Cboe lancerà futures su criptovalute in stile perpetuo: bitcoin ed ether dal 15 dicembre

Cboe Global Markets introdurrà il 15 dicembre nuovi contratti di “continuous futures” su Bitcoin e Ether, segnando il primo caso in cui un mercato statunitense offre derivati sulle criptovalute concepiti per funzionare come i cosiddetti perpetual futures.

I nuovi strumenti, denominati Bitcoin Continuous Futures (PBT) e Ether Continuous Futures (PET), saranno quotati sul Cboe Futures Exchange e sono pensati per operatori che vogliono un’esposizione prolungata alle criptovalute senza la necessità di rinnovare contratti con scadenza a breve termine.

Dettagli operativi dei contratti

All’emissione ogni contratto avrà una scadenza fissata a dieci anni e prevede regolamento in contanti anziché consegna fisica dell’asset sottostante. Per mantenere l’allineamento con i prezzi spot è prevista una componente di finanziamento quotidiano che adegua le posizioni aperte in base al Cboe Kaiko Real‑Time Rate per Bitcoin e Ether.

Il meccanismo di finanziamento quotidiano è concettualmente simile agli interessi applicati nei perpetual futures offshore: movimenta i flussi tra posizioni long e short per ridurre lo scostamento tra prezzo dei futures e mercato spot.

Quadro regolamentare e infrastruttura di clearing

A differenza delle versioni offshore, i prodotti di Cboe sono strutturati per conformarsi agli standard normativi statunitensi e beneficeranno del clearing tramite Cboe Clear U.S., una camera di compensazione soggetta alla vigilanza della CFTC. Questo approccio mira a ridurre i rischi di controparte e ad aumentare la trasparenza operativa.

L’offerta rappresenta un tentativo di portare all’interno del perimetro regolatorio americano un modello operativo molto diffuso nelle piattaforme crypto offshore, adattandolo alle esigenze di compliance e gestione del rischio tipiche del mercato tradizionale.

Dichiarazione ufficiale

Rob Hocking ha dichiarato:

“La struttura dei Continuous Futures di Cboe è concepita per consentire una gestione di portafoglio e del rischio più efficiente, offrendo agli investitori un modo controllato per ottenere un’esposizione con leva agli asset digitali.”

Destinatari e possibili utilizzi

I contratti potrebbero risultare attraenti per hedge fund, gestori di patrimoni e trader retail sofisticati che finora hanno evitato le piattaforme offshore per incertezza regolatoria o rischi di controparte.

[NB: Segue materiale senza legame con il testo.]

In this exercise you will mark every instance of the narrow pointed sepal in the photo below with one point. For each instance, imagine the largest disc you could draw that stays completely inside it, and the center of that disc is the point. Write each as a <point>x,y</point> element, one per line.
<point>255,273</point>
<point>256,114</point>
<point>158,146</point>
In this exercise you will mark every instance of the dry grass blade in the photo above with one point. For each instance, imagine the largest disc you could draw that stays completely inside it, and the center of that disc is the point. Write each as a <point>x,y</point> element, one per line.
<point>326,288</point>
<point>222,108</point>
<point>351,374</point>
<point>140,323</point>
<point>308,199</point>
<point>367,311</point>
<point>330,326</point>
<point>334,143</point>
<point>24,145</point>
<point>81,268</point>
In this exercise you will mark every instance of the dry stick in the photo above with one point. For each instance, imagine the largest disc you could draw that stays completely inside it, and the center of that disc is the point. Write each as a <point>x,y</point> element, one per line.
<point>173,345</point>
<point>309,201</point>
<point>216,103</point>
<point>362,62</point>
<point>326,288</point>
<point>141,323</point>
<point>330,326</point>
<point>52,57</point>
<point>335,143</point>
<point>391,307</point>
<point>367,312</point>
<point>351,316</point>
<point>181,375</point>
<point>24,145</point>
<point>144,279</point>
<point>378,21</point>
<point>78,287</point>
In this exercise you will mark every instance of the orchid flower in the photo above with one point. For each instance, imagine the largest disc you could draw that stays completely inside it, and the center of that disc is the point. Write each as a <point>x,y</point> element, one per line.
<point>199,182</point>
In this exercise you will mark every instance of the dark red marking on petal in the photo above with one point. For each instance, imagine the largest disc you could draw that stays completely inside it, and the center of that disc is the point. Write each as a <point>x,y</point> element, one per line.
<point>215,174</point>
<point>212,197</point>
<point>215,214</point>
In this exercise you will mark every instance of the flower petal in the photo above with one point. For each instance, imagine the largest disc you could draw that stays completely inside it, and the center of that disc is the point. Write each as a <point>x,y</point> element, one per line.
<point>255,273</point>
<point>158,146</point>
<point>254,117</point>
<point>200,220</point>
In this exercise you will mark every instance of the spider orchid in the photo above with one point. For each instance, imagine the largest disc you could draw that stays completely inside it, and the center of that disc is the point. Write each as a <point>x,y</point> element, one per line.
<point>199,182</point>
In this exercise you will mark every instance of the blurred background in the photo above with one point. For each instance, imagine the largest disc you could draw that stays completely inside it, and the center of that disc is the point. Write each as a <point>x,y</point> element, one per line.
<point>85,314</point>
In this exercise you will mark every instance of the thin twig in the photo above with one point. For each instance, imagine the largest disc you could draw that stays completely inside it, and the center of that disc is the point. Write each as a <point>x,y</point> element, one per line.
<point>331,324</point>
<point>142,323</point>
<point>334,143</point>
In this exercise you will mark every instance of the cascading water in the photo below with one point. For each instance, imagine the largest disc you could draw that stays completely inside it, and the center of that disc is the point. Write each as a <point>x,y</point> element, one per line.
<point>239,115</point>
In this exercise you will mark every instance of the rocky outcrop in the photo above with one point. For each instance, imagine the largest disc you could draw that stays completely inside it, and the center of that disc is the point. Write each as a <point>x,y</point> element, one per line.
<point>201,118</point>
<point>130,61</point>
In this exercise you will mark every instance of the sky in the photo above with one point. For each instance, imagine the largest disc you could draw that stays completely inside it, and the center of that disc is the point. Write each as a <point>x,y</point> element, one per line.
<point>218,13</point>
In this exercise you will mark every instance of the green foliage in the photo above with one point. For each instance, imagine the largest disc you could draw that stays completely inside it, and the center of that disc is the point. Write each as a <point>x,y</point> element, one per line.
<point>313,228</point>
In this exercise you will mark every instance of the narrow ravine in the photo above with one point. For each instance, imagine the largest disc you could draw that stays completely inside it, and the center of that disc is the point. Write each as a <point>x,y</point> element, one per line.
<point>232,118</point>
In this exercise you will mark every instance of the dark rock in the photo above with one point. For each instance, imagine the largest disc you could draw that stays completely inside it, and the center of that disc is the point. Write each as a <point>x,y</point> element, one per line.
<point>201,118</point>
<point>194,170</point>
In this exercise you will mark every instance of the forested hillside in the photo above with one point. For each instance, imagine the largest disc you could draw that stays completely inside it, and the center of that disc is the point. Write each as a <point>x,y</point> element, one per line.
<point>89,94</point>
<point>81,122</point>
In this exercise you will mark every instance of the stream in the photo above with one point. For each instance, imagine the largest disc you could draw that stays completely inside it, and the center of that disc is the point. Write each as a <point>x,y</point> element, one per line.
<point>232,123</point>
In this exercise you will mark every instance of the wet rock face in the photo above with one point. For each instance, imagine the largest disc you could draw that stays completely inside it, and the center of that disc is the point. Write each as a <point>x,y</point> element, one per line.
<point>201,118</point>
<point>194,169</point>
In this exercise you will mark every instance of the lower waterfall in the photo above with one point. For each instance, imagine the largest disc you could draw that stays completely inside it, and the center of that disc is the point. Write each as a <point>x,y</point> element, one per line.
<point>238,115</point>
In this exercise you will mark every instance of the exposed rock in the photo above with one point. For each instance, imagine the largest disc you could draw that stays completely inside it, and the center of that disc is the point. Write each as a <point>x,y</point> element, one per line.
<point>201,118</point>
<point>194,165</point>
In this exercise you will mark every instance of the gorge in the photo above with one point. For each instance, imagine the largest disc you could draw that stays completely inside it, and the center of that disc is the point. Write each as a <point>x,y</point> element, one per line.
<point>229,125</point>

Le posizioni potranno essere aperte anche in short e con margine, permettendo strategie speculative e di copertura.

È prevista la possibilità di cross‑margining con altri futures crypto già negoziati su Cboe, come i prodotti Financially Settled Bitcoin (FBT) e Ether (FET), operazione che può migliorare l’efficienza del capitale per trader istituzionali e professionali.

Orari di negoziazione e aspetti operativi

La negoziazione sarà quasi continua: aperta dalla domenica alle 18:00 fino al venerdì alle 17:00 (orario orientale), con una pausa di un’ora giornaliera. Questo calendario mira a garantire ampia disponibilità per mercati globali pur mantenendo finestre di controllo operativo quotidiane.

Implicazioni per il mercato e rischi

L’introduzione di strumenti regolamentati di questo tipo potrebbe aumentare la partecipazione di capitali istituzionali nel mercato delle criptovalute, migliorando liquidità e trasparenza. Tuttavia, l’uso della leva e delle vendite allo scoperto comporta rischi di amplificazione delle perdite e richiede solide pratiche di gestione del margine.

Regolatori e operatori dovranno monitorare attentamente l’impatto sul mercato spot e sui meccanismi di prezzo, considerando anche le interazioni con prodotti simili offshore e l’effetto che una maggiore integrazione regolamentata può avere sulla stabilità finanziaria complessiva.

Gli investitori interessati dovrebbero valutare con attenzione termini, costi di finanziamento giornaliero, requisiti di margine e le implicazioni fiscali prima di operare su questi contratti.